France’s Traditional Parties Still Haven’t Recovered from Macron
Unwilling to come to terms with a new political reality, France’s old parties are down in the polls.
Two years into Emmanuel Macron’s presidency, France’s old political parties still haven’t recovered.
The Socialists, the party of Jacques Delors and François Mitterrand, are polling at a measly 6 percent for the European elections in May. The Republicans, who trace their political roots to Charles de Gaulle, are at 12 percent. Macron’s En Marche! (“Forward!”) and Marine Le Pen’s National Rally split 40 percent of the vote. The remainder goes to splinter parties on the left and right.
Center versus extreme
John Lichfield argues in Politico that France’s two-party system has not been banished but replaced by a center-versus-extreme dynamic. “In a country that has seen frequent alternations of power since 1981, this is alarming.”
His fear is that, if the center-left and center-right fail to recover, the only alternative to Macron’s managerial centrism will be the anti-democratic extreme left or extreme right.
The real division in French politics, according to Lichfield, is between a reformist status quo and a hearty “screw you all”. That includes not just Le Pen but also the Yellow Vests and the far-left France Unbowed of Jean-Luc Mélenchon.
I don’t agree entirely.
- “Reformist status quo” is a contradiction in terms.
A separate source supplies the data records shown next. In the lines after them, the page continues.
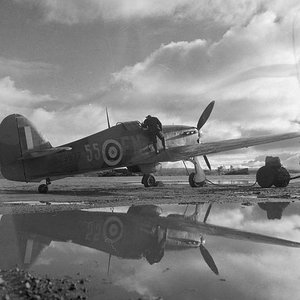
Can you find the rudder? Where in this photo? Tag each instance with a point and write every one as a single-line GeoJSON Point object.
{"type": "Point", "coordinates": [18, 136]}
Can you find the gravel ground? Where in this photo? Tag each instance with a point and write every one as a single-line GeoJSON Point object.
{"type": "Point", "coordinates": [19, 284]}
{"type": "Point", "coordinates": [83, 192]}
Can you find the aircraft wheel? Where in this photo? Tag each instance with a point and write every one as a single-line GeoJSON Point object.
{"type": "Point", "coordinates": [149, 180]}
{"type": "Point", "coordinates": [283, 178]}
{"type": "Point", "coordinates": [192, 181]}
{"type": "Point", "coordinates": [43, 189]}
{"type": "Point", "coordinates": [266, 176]}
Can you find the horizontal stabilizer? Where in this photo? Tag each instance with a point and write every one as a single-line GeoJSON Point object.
{"type": "Point", "coordinates": [31, 154]}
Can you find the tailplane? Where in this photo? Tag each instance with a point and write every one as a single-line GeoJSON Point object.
{"type": "Point", "coordinates": [18, 138]}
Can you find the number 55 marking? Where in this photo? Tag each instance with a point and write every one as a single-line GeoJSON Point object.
{"type": "Point", "coordinates": [92, 152]}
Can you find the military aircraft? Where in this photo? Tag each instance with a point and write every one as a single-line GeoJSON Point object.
{"type": "Point", "coordinates": [141, 232]}
{"type": "Point", "coordinates": [26, 156]}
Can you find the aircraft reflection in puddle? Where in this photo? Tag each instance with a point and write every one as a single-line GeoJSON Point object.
{"type": "Point", "coordinates": [274, 209]}
{"type": "Point", "coordinates": [140, 232]}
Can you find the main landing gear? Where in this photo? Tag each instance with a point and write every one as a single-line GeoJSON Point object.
{"type": "Point", "coordinates": [267, 176]}
{"type": "Point", "coordinates": [197, 178]}
{"type": "Point", "coordinates": [43, 188]}
{"type": "Point", "coordinates": [273, 173]}
{"type": "Point", "coordinates": [148, 180]}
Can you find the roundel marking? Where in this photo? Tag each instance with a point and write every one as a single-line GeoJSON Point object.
{"type": "Point", "coordinates": [112, 152]}
{"type": "Point", "coordinates": [112, 229]}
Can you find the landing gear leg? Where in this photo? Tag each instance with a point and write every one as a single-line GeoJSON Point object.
{"type": "Point", "coordinates": [197, 178]}
{"type": "Point", "coordinates": [43, 188]}
{"type": "Point", "coordinates": [148, 180]}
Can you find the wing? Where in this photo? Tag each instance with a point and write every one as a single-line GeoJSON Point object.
{"type": "Point", "coordinates": [186, 152]}
{"type": "Point", "coordinates": [34, 153]}
{"type": "Point", "coordinates": [208, 229]}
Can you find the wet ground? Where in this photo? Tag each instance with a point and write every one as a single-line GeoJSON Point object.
{"type": "Point", "coordinates": [89, 192]}
{"type": "Point", "coordinates": [83, 231]}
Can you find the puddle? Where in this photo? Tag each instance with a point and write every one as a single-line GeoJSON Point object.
{"type": "Point", "coordinates": [149, 252]}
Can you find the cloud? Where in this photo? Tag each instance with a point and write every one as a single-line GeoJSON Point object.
{"type": "Point", "coordinates": [77, 11]}
{"type": "Point", "coordinates": [17, 68]}
{"type": "Point", "coordinates": [57, 124]}
{"type": "Point", "coordinates": [13, 98]}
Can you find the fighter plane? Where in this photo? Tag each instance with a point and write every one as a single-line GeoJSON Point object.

Macron’s ambitious public-sector reforms, coming after long-overdue labor reforms he implemented as economy minister, address the sense of being left behind that motivates the “screw you all” sentiment.
- France’s two-round voting system encourages temporary, not permanent, polarization. The single-round European elections are an exception. Usually the French can vote with their hearts in the first round and vote with their heads in the second.
But I agree with the gist of Lichfield’s argument. So long as Macron’s and Le Pen’s remain the largest parties, voters from the left to the center-right have no choice at all.
A year ago, I argued here that the Socialists and Republicans needed to decide between mobilizing their base or appealing to moderates and undecideds.
That is still the case.
- The Socialists could follow the example of Portugal’s António Costa and Spain’s Pedro Sánchez and do a deal with the far left. That should secure between a quarter and a third of the vote. But then center-left voters might stick with the man who has slightly more right-wing views than them on the economy (Macron) than accept the one with far more left-wing views (Mélenchon).
- The Republicans could follow the example of Austria’s Sebastian Kurz and emphasize cultural and social issues to make common cause with the far right. But that would mean giving up on well-educated urban professionals who support low taxes and liberalization and have liberal social views. The alternative is rejecting the far right altogether, like Germany’s Angela Merkel and the Netherlands’ Mark Rutte have done, but that could leave a permanent space for nativist and reactionary parties.
Politics is about tradeoffs. The only worse option is not making a choice at all, which is what the Socialists and Republicans have done. Afraid to lose supporters to the left or the right, they have refused to take a stand and lost supporters to the left and the right.